- 1 can (15 ounces) READ 3 or 4 Bean Salad
- 1 jar (6 to 6.5 ounces) marinated artichoke heart quarters, drained and cut in half
- 3/4 cup halved grape tomatoes
- 1/2 cup pitted kalamata olives
- 1/4 cup snipped chives
- 1 tablespoon chopped fresh thyme
- 1 tablespoon chopped fresh basil
- 1/4 cup white wine vinegar
- 1/4 teaspoon freshly ground black pepper
- 2 tablespoons olive oil
- Fresh basil, as garnish
Makes about 4 cups (serving size 1/2 cup).
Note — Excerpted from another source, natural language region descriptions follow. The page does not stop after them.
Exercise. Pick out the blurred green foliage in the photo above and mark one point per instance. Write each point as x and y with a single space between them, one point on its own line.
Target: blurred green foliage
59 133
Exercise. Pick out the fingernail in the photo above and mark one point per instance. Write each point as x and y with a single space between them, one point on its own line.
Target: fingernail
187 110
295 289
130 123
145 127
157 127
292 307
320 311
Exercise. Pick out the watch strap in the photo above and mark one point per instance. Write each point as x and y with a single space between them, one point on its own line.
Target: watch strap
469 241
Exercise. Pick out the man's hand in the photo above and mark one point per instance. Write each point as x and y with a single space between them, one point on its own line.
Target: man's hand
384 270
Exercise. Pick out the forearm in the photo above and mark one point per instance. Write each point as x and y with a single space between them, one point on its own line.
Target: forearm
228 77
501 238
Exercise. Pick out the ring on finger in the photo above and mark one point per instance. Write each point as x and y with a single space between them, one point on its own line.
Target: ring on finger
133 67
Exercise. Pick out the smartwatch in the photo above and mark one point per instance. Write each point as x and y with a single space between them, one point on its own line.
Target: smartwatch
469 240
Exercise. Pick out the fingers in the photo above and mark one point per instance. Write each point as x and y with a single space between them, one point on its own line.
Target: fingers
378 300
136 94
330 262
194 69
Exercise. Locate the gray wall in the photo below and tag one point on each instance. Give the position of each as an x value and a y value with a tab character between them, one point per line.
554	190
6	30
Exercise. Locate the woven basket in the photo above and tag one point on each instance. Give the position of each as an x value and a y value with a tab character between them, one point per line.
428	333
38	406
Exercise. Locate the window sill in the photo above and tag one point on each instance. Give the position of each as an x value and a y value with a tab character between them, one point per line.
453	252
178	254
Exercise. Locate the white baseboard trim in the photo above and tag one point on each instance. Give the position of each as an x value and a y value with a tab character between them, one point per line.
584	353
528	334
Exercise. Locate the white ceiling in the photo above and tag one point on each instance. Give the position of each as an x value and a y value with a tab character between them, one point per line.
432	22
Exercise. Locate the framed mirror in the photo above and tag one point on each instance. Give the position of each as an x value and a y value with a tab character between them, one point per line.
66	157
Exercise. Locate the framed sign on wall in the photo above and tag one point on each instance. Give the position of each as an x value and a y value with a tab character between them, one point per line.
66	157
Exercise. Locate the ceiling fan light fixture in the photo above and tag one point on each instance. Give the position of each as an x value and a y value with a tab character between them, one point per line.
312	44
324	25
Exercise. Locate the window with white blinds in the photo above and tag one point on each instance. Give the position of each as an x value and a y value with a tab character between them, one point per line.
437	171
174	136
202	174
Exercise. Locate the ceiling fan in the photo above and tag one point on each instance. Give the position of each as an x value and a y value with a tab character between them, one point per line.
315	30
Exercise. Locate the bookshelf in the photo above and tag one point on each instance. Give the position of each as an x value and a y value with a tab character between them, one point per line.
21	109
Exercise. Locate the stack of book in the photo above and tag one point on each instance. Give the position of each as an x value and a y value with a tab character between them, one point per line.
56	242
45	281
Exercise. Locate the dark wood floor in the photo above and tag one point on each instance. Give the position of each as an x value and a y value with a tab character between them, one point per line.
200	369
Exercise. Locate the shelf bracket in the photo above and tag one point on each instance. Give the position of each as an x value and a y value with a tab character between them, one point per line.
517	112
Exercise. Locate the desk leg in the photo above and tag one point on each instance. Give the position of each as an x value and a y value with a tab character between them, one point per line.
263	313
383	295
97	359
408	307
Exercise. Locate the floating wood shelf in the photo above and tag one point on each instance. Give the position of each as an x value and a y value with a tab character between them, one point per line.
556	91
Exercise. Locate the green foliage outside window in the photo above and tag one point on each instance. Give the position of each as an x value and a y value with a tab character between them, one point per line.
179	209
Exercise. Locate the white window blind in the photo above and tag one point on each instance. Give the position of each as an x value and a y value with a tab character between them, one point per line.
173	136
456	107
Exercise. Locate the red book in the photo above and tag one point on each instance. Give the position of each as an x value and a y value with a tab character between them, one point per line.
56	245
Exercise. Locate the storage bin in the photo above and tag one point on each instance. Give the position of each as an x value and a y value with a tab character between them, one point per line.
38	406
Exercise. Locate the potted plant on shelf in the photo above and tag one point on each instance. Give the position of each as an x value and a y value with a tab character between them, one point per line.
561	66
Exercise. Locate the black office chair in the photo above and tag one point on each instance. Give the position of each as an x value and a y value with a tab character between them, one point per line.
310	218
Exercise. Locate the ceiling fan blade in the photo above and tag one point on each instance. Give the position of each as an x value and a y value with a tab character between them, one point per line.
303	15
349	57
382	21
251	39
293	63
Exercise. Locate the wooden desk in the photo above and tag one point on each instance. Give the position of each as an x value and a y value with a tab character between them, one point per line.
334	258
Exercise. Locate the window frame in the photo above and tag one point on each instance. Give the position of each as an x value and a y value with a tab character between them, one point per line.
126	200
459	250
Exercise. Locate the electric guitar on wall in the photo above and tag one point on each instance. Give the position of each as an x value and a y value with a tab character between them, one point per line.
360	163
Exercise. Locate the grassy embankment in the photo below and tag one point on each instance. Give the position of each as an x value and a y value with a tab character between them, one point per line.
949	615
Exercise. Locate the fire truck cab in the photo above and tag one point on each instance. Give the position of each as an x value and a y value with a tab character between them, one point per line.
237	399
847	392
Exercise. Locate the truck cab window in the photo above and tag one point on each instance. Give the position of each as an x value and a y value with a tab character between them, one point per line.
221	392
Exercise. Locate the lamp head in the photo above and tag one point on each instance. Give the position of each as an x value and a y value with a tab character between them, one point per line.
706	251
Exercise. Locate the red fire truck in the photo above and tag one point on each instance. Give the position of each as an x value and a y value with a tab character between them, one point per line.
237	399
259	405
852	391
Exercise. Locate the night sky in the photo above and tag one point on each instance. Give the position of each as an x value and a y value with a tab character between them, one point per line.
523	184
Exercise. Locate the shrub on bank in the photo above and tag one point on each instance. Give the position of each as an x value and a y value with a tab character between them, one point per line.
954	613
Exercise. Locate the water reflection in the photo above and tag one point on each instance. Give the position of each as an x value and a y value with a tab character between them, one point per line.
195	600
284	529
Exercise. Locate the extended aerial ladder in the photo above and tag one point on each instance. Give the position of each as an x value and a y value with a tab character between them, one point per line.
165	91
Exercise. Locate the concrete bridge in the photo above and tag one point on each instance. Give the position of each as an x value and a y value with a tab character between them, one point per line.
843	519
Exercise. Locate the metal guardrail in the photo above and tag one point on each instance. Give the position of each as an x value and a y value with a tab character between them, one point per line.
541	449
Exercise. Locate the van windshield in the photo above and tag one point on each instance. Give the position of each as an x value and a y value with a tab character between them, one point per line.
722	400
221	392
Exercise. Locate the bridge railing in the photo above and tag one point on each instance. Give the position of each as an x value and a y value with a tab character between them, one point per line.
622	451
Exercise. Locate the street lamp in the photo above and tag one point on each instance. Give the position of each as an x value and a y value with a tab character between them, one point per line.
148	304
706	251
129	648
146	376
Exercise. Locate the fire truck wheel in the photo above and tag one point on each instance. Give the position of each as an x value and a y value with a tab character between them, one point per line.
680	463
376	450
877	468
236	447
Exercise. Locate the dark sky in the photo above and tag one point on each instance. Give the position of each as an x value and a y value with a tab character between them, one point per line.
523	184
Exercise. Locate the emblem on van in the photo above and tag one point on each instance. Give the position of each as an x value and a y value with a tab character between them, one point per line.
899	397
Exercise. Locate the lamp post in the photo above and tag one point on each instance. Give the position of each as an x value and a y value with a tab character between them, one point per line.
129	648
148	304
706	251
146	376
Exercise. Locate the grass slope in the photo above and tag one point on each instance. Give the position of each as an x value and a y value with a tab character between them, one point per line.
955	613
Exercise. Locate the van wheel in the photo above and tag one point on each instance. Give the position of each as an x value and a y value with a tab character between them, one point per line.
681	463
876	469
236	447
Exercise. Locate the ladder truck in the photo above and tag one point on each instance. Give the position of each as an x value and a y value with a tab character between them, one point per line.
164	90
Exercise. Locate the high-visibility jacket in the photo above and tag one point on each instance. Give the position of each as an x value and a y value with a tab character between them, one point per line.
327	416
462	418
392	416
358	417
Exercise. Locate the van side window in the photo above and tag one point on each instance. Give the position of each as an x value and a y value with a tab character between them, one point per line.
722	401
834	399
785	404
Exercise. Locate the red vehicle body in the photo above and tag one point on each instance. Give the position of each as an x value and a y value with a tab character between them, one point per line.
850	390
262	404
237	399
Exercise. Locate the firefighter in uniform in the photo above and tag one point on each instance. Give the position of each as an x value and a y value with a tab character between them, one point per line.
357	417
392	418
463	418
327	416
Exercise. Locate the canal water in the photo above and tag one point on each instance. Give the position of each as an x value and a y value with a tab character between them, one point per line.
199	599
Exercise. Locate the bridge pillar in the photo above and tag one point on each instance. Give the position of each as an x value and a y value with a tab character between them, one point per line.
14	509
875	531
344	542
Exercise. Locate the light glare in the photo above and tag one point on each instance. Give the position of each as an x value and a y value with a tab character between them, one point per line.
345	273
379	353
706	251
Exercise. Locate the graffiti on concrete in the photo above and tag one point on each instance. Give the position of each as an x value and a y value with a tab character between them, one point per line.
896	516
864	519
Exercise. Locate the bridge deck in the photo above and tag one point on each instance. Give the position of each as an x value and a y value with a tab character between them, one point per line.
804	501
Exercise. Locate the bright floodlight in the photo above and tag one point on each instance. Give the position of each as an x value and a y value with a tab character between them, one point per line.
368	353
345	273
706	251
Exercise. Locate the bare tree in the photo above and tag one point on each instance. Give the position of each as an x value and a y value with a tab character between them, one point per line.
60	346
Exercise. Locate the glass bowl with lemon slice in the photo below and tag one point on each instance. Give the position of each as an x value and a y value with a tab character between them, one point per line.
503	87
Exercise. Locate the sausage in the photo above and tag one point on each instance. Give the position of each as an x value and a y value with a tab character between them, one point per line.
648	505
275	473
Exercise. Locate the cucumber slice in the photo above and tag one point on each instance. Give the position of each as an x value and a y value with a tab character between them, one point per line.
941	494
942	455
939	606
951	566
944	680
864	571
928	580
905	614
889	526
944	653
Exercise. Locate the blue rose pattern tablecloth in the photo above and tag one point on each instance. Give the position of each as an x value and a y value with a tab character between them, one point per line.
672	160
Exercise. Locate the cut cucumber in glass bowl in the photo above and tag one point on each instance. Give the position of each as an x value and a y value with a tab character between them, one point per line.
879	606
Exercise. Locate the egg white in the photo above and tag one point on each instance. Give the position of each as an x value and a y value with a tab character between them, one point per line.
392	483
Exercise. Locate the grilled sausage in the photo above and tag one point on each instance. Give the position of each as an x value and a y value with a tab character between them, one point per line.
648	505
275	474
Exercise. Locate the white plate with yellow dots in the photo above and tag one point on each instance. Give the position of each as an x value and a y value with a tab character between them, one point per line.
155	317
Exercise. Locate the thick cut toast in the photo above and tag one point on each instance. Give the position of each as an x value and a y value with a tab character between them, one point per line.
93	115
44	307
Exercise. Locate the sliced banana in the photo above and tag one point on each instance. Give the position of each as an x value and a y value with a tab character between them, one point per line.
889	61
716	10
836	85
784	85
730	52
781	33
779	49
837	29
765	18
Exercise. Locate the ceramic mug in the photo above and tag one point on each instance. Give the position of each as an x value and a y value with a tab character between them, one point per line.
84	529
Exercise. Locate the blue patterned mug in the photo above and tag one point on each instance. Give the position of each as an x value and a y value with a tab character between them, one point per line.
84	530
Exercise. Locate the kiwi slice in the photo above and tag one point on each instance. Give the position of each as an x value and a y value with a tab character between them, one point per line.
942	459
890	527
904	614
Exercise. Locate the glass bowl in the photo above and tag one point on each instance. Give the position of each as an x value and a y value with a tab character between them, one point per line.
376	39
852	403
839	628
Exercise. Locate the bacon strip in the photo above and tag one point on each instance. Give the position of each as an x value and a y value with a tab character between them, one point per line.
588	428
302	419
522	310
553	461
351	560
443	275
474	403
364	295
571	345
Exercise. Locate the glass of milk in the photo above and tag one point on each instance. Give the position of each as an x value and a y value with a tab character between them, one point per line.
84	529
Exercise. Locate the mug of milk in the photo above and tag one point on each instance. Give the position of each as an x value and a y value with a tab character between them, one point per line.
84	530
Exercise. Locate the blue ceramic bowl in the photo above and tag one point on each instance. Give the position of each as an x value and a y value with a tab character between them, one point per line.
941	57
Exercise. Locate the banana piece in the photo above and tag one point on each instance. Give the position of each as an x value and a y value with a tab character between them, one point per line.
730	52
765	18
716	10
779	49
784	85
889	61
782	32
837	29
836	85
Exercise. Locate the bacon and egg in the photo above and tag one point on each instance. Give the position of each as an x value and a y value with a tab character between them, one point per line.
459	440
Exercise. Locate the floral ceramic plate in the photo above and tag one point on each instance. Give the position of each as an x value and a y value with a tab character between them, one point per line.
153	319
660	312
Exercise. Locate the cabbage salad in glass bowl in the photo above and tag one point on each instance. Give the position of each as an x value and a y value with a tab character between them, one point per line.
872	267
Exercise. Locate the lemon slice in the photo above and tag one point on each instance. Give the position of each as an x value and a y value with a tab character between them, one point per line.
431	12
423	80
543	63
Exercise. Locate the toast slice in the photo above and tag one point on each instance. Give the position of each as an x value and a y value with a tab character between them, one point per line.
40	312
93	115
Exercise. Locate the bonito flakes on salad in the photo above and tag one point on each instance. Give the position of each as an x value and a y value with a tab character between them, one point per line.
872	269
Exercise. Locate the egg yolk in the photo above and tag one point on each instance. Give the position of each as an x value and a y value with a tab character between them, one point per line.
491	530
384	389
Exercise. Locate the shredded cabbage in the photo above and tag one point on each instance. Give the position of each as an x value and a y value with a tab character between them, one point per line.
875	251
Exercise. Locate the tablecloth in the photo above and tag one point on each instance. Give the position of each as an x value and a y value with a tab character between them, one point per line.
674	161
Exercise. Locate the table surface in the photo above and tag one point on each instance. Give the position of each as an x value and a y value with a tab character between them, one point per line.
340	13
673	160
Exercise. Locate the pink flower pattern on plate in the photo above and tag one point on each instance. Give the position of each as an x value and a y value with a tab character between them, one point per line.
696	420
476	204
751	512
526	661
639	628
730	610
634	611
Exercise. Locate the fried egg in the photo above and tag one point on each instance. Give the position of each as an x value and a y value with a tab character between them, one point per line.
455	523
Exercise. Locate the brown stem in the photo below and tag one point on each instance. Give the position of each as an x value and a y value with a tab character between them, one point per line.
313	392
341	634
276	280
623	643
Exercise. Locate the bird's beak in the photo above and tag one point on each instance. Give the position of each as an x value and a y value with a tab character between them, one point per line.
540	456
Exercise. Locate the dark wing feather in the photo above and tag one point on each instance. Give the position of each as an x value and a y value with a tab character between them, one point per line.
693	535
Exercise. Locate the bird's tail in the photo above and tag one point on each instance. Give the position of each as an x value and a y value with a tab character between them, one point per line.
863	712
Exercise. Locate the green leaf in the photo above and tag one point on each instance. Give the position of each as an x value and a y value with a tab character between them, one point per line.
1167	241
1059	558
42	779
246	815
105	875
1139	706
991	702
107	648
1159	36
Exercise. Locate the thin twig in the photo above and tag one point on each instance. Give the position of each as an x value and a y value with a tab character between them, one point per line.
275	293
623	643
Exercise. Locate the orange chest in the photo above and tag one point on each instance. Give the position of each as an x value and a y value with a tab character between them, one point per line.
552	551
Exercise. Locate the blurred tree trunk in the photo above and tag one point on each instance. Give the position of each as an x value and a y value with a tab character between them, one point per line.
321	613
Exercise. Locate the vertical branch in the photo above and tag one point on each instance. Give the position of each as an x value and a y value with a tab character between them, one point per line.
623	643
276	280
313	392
- Drain bean salad, reserving 2 tablespoons liquid. In medium bowl, combine drained bean salad, artichokes, tomatoes, olives, chives, thyme and basil.
- In small bowl, whisk together reserved bean salad liquid, vinegar and pepper. Gradually whisk in olive oil. Pour dressing over vegetable mixture; mix well. Cover and refrigerate until ready to serve. Stir well before serving. Garnish with basil.
Per serving (1/2 cup): 187 calories; 3 g protein; 23 g carbohydrate; 10 g fat; 641 mg sodium; 0 mg cholesterol; 4 g dietary fiber; 2 mg iron; 622 IU vitamin A; 13 mg vitamin C.